Let $R$ be a ring, $M$ an $R$-module and $U$ a submodule of $M$.
Show that, if $U$ and $M/U$ are finitely generated, then $M$ is finitely generated aswell.
I thought to maybe show this by taking (finite) generating systems of both $U$ and $M/U$, and to construct a new generating system, consisting of the previous ones. But I'm not entirely sure if this really always works. Thanks in advance!
Edit: If $(u_1, ..., u_n)$ is a finite generating system for $U$ and $(v_1, ..., v_m)$ a finite generating system of $M/U$, does this already implicate that the system $(u_1, ..., u_n, v_1, ..., v_m)$ generates $M$? Each $m \in M$ can be written as $m' + u$, with $m' \in M/U, u \in U$, and $m'$ can be generated via $(u_1, ..., u_n)$, and $u$ via $(v_1, ..., v_m)$, does this already implicate that our new system is indeed a finite generating system of $M$? Or is there more to it?
Your edit is basically the right idea but notationally there's a problem. You can't say every $m \in M$ can be written as $m' + u$ with $m' \in M/U$ and $u \in U$ because $M/U$ is not a submodule of $M$.
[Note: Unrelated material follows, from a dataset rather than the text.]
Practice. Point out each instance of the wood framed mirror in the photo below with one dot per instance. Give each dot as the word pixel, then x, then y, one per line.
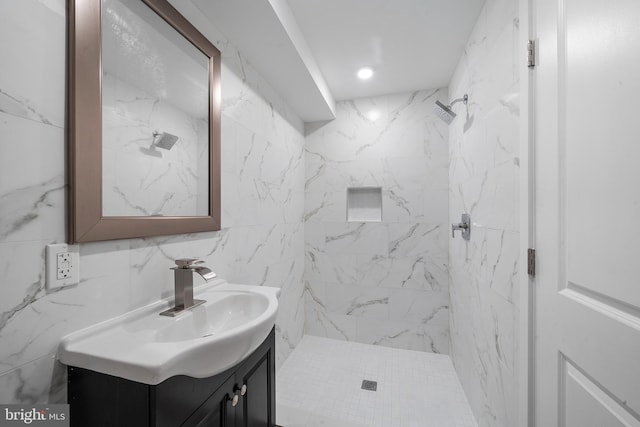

What you want to say is that $(v_1 + U, \ldots, v_m + U)$ are generators for $M/U$ so given $m \in M$ you first push it $M/U$ to get $m + U$. Then write $$m + U = c_1(v_1 + U) + \cdots + c_m(v_m + U) = (c_1v_1 + \cdots + c_mv_m) + U$$ so that $m - (c_1v_v + \cdots + c_mv_m) \in U$. Now that it's in $U$ write it as a linear expression involving the $u_i$ and then solve that expression for $m$.